Motivated by the recent devastation of hurricanes in the Caribbean and the U.S., the SEED Project began experimenting with the repurposing of empty shipping containers. The surplus of massive, weather-withstanding empty containers sitting in the ports of Haiti and the Dominican Republic could quickly and easily be converted into sustainable emergency housing.
Making shipping containers into residences isn't a new concept. In fact, it can be a pretty nice place to call home. Projects like Tempo Housing's Keetwonen complex in Amsterdam is home to 1,000 students and has amenities like personal balconies, free wi-fi and dedicated bike parking. Urban Space Management conceptualized Container City and Container City II in London, a complex of four- and five-story buildings -- Container City II even has an elevator and is handicap accessible.
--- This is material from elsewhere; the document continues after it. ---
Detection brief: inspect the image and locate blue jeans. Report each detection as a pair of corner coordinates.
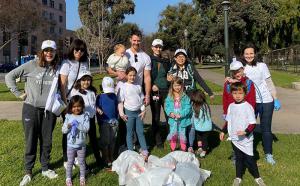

There's also the uber-lux Redondo Beach House by De Maria Design -- eight prefabricated, recycled steel shipping containers refashioned into some really fancy living.
But the work by the Clemson crew isn't about bells and whistles.
"What distinguishes this project from other existing shipping container projects are the social and environmental features," says associate professor Doug Hecker of Clemson's School of Architecture. Their goal is to transform each container for less than $5,000. "Those boutique container projects started as interesting, affordable and cool, but now they are just very expensive. From a design point of view, the social humanitarian aspect is what makes our project different."
The structure of shipping containers work extremely well in disaster prone areas. They even exceed U.S. building codes.
Pernille Christensen, a Clemson Ph.D. student also working on the project says, "Shipping containers are a surplus item in many ports worldwide and especially in the very places that need it." The reason? There is significantly more importing than exporting in the Caribbean. It's costly to send back empty shipping containers so they are just sitting there and piling up.
"The surplus of containers will accumulate as they normally do," says Clemson assistant professor Martha Skinner. " [So] no energy or money is spent disposing of them, moving them or destroying them," Any additional materials in the containers can be used to help build the houses too. "[They] will be...at the ports as a kind of first aid kit to be deployed in the case of an emergency," adds Skinner who emphasizes the minimal impact the SEED project has on the environment. "Very little transportation would be needed. All ports would continue to collect the surplus as the delivery of goods continue, so the emergency system will constantly be replenished."
Essentially, the Clemson crew wants to track down empty containers and make Haiti and other suffering countries a final destination. Retiring the containers would then be financially beneficial to the container companies for tax write offs. Meanwhile, the local population receives above standard housing. Using shipping containers could accomplish what New Orleans still hasn't following Hurricane Katrina and the long-time displacement of thousands of residents.
"It's a global commodity that can be a local amenity," says Christensen. "They're a sustainable alternative solution. We're recycling a product, finding reuse for it, and creating a whole new birth cycle."
A floor plan shows the container opened with six cuts. Two horizontal cuts along the long sides open the container and create a courtyard space while two vertical cuts extend and expand the floor-to-ceiling space. The remaining two cuts are added for ventilation. The rusted steel containers measure roughly 40 feet long by 8 feet wide, can carry up to 60,000lbs of goods and stack 8 containers high when fully loaded. They'll be available in different vibrant colors apropos to the Caribbean. The Clemson prototype has a lime green ceramic painted exterior and an aqua patina on the inside. "They're happy kind of places," says Christensen.
As residents settle into the basic structures, over time they can build on and personalize their homes. The team is developing water and off-the-grid technology pods as well as an emergent garden so communities can plant food again quickly while the soil and water are filtrated and cleaned. Designed "like an armadillo," says Hecker, when catastrophe strikes, inhabitants can hatch down, lock up, and protect their belongings in a storage unit while seeking emergency shelter.
"[Shipping containers] are ridiculously strong and robust so they can bounce around a lot." says Hecker. "They are also safe and secure." Hecker doesn't know if they are bulletproof, but "they're much safer than a tin shed."